The plaintiff argues that the words “during the time” refer to the judicial term, and cites as authority the case of Overton County v. State ex rel. Hale, (Tenn.1979) 588 S.W.2d 282. In Overton County the court made the following statement concerning the rationale behind article 6, section 7 of the constitution:

It is universally recognized that the rationale undergirding such constitutional provisions is the maintenance of judicial independence from legislative action to punish or reward judges for decisions that produce unfavorable reaction. The key words of the Tennessee constitutional provision are “during the time” which obviously means legislative action taken within the time period of a judicial term of eight years, to increase or diminish compensation. (Emphasis added).
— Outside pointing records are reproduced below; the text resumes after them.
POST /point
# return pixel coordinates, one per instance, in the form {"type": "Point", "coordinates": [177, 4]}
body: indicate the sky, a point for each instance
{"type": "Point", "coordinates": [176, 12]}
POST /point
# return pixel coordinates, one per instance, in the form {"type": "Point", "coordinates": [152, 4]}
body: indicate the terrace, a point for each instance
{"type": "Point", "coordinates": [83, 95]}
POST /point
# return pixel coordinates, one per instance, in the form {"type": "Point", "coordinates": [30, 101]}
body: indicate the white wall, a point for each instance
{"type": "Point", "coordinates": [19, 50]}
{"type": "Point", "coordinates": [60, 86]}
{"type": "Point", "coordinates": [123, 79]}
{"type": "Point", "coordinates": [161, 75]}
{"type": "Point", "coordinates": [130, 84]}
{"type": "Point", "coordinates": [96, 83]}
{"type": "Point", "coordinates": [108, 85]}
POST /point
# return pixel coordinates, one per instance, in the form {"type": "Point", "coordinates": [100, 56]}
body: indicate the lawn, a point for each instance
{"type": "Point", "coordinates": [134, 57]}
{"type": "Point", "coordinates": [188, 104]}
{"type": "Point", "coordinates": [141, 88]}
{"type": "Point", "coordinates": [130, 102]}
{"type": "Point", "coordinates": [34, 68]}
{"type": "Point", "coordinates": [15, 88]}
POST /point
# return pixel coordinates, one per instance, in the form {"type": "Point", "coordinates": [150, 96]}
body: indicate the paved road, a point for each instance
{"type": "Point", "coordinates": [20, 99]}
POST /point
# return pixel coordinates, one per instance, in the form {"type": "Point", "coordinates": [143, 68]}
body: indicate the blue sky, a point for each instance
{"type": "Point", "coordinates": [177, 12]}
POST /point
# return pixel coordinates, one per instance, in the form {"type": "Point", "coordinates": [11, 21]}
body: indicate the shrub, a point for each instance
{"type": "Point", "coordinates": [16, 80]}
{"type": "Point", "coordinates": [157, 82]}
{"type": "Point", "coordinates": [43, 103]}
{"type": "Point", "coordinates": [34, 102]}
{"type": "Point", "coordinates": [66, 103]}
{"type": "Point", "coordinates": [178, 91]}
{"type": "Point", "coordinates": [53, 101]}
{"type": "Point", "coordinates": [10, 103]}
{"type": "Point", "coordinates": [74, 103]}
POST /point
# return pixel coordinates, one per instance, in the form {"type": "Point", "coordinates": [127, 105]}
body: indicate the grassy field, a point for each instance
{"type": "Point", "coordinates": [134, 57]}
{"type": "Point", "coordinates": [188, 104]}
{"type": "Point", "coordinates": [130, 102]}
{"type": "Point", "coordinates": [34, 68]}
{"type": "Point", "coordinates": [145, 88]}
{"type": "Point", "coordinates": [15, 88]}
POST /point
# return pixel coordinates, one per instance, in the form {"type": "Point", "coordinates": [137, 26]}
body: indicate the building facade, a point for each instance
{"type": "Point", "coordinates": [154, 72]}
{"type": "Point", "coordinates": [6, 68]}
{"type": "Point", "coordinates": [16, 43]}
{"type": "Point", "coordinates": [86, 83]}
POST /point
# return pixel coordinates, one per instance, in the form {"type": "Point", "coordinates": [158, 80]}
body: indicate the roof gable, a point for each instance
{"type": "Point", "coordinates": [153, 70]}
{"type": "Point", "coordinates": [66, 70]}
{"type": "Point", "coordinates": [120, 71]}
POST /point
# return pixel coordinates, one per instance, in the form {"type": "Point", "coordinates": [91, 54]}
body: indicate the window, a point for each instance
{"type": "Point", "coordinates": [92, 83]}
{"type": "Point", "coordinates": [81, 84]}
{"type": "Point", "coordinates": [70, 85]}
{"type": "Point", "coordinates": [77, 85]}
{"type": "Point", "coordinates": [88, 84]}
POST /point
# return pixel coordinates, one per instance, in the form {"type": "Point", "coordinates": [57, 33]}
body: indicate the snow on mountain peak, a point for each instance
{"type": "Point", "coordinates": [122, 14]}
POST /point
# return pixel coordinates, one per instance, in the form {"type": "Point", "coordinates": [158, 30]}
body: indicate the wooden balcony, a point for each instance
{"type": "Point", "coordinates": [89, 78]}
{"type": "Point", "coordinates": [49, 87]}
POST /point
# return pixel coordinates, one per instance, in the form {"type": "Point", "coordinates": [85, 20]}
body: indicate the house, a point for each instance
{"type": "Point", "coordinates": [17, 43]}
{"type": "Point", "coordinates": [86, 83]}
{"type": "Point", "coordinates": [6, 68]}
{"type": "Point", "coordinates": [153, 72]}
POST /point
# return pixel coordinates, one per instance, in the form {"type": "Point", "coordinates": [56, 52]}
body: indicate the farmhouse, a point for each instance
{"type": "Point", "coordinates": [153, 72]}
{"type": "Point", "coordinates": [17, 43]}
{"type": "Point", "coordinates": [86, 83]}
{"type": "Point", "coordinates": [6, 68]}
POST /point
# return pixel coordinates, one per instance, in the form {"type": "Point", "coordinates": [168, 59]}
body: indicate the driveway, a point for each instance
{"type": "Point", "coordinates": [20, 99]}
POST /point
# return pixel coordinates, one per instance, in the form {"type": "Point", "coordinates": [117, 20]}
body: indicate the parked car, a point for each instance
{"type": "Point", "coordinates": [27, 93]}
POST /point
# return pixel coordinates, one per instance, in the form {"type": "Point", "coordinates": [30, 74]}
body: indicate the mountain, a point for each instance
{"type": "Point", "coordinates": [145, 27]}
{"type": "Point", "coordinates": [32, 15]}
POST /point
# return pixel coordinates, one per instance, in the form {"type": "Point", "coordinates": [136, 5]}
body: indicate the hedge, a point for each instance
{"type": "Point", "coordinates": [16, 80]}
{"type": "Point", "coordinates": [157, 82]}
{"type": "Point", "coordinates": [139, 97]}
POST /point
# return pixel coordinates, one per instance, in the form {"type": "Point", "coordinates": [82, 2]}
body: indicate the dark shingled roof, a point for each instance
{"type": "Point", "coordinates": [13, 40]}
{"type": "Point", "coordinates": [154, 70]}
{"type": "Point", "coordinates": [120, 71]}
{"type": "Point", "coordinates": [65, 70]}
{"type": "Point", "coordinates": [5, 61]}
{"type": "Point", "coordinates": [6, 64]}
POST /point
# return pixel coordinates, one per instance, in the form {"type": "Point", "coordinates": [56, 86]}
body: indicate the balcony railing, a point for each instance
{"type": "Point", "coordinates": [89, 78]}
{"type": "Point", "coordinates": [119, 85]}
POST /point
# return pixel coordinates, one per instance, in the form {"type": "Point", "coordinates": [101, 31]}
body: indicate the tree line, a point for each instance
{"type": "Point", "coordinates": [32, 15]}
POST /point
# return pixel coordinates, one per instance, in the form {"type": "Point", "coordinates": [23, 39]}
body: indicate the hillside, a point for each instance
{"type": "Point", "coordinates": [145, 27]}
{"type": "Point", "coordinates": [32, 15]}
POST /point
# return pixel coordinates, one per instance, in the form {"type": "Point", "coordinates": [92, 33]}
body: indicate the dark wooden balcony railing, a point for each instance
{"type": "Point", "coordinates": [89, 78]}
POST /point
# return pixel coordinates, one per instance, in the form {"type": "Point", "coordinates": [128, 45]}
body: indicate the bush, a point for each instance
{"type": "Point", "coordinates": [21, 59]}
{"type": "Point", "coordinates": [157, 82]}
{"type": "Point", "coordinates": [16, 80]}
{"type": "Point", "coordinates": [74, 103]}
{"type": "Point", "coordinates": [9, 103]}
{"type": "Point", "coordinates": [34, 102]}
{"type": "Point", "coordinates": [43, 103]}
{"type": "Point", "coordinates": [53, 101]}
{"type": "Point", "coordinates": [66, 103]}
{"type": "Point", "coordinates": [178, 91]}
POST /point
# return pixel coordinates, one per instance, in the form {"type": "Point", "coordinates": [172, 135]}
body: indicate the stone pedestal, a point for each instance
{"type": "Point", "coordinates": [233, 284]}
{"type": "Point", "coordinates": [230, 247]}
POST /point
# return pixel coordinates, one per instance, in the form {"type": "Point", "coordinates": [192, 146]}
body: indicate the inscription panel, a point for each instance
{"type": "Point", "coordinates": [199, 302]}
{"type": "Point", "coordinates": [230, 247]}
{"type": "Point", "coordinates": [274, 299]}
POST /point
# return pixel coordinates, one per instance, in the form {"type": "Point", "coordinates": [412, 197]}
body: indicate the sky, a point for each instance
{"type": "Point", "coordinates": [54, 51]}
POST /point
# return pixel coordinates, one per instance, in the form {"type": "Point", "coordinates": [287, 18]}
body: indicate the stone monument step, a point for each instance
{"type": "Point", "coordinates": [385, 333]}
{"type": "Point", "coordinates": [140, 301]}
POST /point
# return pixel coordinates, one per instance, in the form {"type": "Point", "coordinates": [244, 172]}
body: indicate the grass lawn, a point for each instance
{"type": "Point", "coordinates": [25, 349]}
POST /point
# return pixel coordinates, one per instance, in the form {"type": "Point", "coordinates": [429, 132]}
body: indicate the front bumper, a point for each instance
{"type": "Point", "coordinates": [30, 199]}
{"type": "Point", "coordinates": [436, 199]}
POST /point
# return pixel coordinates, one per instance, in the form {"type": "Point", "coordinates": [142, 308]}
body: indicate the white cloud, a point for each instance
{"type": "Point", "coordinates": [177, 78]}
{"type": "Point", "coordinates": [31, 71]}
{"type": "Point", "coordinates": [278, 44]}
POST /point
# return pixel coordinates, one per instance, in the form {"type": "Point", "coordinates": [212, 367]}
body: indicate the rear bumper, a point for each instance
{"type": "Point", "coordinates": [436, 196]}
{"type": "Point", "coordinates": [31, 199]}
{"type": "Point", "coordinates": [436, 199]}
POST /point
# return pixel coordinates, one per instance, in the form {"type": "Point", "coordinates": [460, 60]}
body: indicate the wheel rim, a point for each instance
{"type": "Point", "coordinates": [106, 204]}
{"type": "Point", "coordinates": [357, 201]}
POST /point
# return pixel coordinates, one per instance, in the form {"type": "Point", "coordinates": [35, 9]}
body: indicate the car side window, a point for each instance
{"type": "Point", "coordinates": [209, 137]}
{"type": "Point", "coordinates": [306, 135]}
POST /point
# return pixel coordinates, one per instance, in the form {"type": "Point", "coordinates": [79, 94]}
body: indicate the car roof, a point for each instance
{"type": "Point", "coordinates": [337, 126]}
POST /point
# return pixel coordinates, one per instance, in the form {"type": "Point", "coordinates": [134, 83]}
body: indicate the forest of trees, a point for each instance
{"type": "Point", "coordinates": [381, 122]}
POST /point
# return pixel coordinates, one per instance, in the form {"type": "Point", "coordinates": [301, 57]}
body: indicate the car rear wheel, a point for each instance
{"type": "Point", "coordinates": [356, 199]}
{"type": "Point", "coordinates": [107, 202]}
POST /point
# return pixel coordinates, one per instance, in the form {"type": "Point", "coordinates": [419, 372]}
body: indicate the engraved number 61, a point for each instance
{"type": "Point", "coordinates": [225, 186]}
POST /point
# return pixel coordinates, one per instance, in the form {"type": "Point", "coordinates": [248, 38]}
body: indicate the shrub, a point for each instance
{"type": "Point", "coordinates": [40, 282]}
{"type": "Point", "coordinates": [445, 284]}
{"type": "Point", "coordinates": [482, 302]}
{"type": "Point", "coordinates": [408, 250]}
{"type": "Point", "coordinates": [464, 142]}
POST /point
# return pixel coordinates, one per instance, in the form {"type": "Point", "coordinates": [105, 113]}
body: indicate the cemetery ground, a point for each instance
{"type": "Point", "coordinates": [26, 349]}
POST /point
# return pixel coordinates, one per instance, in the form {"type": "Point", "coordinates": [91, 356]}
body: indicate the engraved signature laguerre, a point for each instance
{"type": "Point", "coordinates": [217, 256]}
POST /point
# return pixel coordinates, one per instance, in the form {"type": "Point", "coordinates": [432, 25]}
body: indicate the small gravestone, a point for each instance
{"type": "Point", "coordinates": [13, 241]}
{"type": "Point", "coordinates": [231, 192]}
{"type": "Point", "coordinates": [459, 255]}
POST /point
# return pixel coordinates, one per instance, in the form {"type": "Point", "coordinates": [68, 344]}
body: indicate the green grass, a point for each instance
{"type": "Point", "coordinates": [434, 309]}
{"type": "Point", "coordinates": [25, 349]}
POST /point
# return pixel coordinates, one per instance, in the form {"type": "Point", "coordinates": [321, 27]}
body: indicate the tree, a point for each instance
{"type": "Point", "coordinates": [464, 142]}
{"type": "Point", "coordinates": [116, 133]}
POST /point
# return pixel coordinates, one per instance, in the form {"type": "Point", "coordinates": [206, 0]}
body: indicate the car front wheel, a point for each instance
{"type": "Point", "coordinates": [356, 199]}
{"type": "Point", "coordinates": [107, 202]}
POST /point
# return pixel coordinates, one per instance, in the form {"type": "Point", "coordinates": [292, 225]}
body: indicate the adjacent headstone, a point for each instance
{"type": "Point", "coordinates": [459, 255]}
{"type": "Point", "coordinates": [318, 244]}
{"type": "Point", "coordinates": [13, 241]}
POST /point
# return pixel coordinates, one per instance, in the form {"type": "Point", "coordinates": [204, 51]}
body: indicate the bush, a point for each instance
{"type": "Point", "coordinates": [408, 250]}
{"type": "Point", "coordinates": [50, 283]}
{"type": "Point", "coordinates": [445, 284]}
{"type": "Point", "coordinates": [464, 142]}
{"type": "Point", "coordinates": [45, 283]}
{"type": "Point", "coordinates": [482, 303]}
The plaintiff argues that the chancellor’s ruling in the present lawsuit is contra to the above ruling of the supreme court.

We note that the Overton County court recognized as unsettled the issue of whether the constitutional prohibition could apply to those judges elected or appointed after the enactment of the questioned legislation. That court expressly refused to rule on that question because it was not confronted with that factual situation. The case at bar does present that factual situation.

However, we deem it unnecessary to rule on that question because, as herein pointed out, we hold that the statute now before the court diminishes the compensation of all judges in the state and is unconstitutional on its face, and it can not be construed so as to apply only to judges elected or appointed after its effective date without adding words thereto, which we refuse to do. Where we find a statute unconstitutional as written or as applied in a particular situation, we deem it appropriate to limit our decision to those grounds and not extend our opinion to other constitutional questions. We, therefore, do not rule on the issue that was not before the Overton County court. For the same reasons, we do not rule on the applicability of the Fourteenth Amendment to the federal constitution or article 1, section 8 of the state constitution.

V. Conclusions

The chancellor erred in holding the second sentence of T.C.A. § 8-23-103(d) constitutional on its face and constitutionally applicable to Judge Cornelius so as to limit his annual salary adjustments to five percent. The judgment of the chancellor is reversed and the second sentence of T.C.A. § 8-23-103(d) is declared void as being in violation of article 6, section 7 of the Constitution of Tennessee. We further hold that Judge Cornelius is entitled to be paid the difference in the salary he has received since his appointment as judge and that salary he would have received had the void statute never been applied to him. This cause is remanded to the chancery court for the fixing of that amount due Judge Cornelius and for judgment accordingly. That judgment, when entered, shall bear interest at the statutory rate from December 30, 1981, the date the chancellor rendered final judgment in this cause, until the date it is paid. The costs in the trial court and in this court are adjudged one-half against each party for which execution may issue, if necessary.

PARROTT, P.J., and SANDERS, J., concur.